Ertesi yılın baharında, Anvers’teki bir sebze
bahçesine yığılı döküntü ile süprüntüler arasından birkaç sap tuhaf çiçek baş
verecektir.
Türk soğanlarıyla iki-üç öğün daha yemek yapabilmeyi
uman bahçe sahibi düş kırıklığına uğramıştır.
Kumaş tüccarına akşam yemeği olmaktan son anda
kurtulan bu şanslı çiçekler, muhtemelen Felemenk’te çiçek açmış ilk lalelerdir.
Ve aradan daha yüzyıl geçmeden, 1637 yılının ilk
aylarında “Semper Augustus” adlı bir lalenin tek soğanı on bin Guldene satılır
olacaktır.
On bin Gulden de, yani Felemenk’te koca bir aileyi
ömürlerinin yarısı boyunca doyurmaya, giydirmeye ve barınacak yerlerini
sağlayamaya yetecek bir paradır.
Reşat Ekrem Koçu’ya göre Anvers’e giden bu lale beyazdır ve adı da “tülbent lale“dir. Bu ad, Fransızcaya “tulipe” olarak
geçecektir.
Aslında bu Osmanlı tüccarından yaklaşık yüz yıl önce,
yani Kanuni çağında Almanya’ya lale ve leylak gönderilecektir.
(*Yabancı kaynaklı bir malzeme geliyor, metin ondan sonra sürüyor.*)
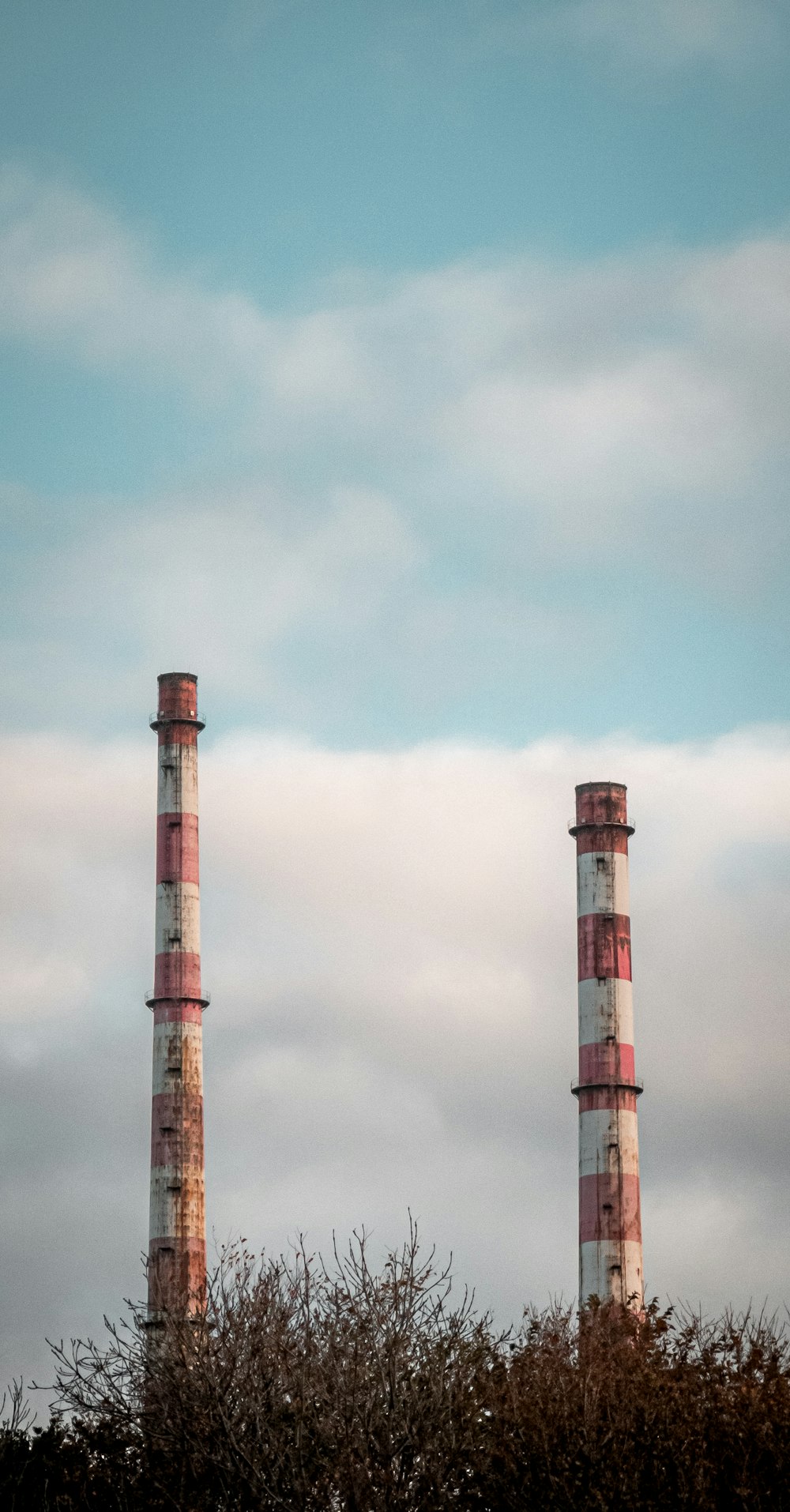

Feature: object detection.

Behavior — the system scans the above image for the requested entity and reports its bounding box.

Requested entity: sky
[0,0,790,1403]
Çünkü o yıllar İstanbul’da hemen yer lale ve leylak
ile donatılmıştır.
Ahmet Refik Altınay, “Eski İstanbul” adlı yapıtında,
II. Selim döneminde Payas’ta 500.000 sümbül soğanı; III. Murat döneminde 50.000 aksümbül, yine
aynı miktarda göksümbül soğanı; Edirne’den 400 kantar kırmızı
gül, 300 kantar sakızgülü fidanı; II.Selim döneminde de Kefe’den 300.000 lale soğanı
getirildiğini yazmaktadır.
Üstadımız Salâh Birsel’in anlatımına göre İstanbulluların lale merakı III.
Ahmet’in (1703-1730) dönemin de her türlü sınırı aşacaktır.
III. Ahmet döneminde 1350 lale türünün varlığı saptanmıştır.
Yüzün çok üstünde de lale bahçıvanı bulunmaktadır.
Örneğin Lale Devri’nin en ünlü çiçekçisi, Tabak Ata adında bir adamdır.
Tabak Ata, çok güzel 80 çeşit lale yetiştirmiştir, bunların en büyük müşterisi
de saray bahçeleridir. Ata, yoksul bir adamken bu sayede İstanbul’un sayılı zenginlerinden
olacaktır.
Reşat Ekrem Koçu, geçen yüzyılda Eyüp, Boğaziçi ve
Üsküdar’da büyük çiçek bahçelerinden söz eder.
Bu bahçelerde çoğunlukla gül, karanfil, lale, fulya,
manolya, leylak, sümbül ve zerrin yetiştirilmektedir.
Yine Koçu’ya göre morsümbül ilk kez 17. yüzyıl Türk bilgini
Kâtip Çelebi tarafından elde edilmiştir.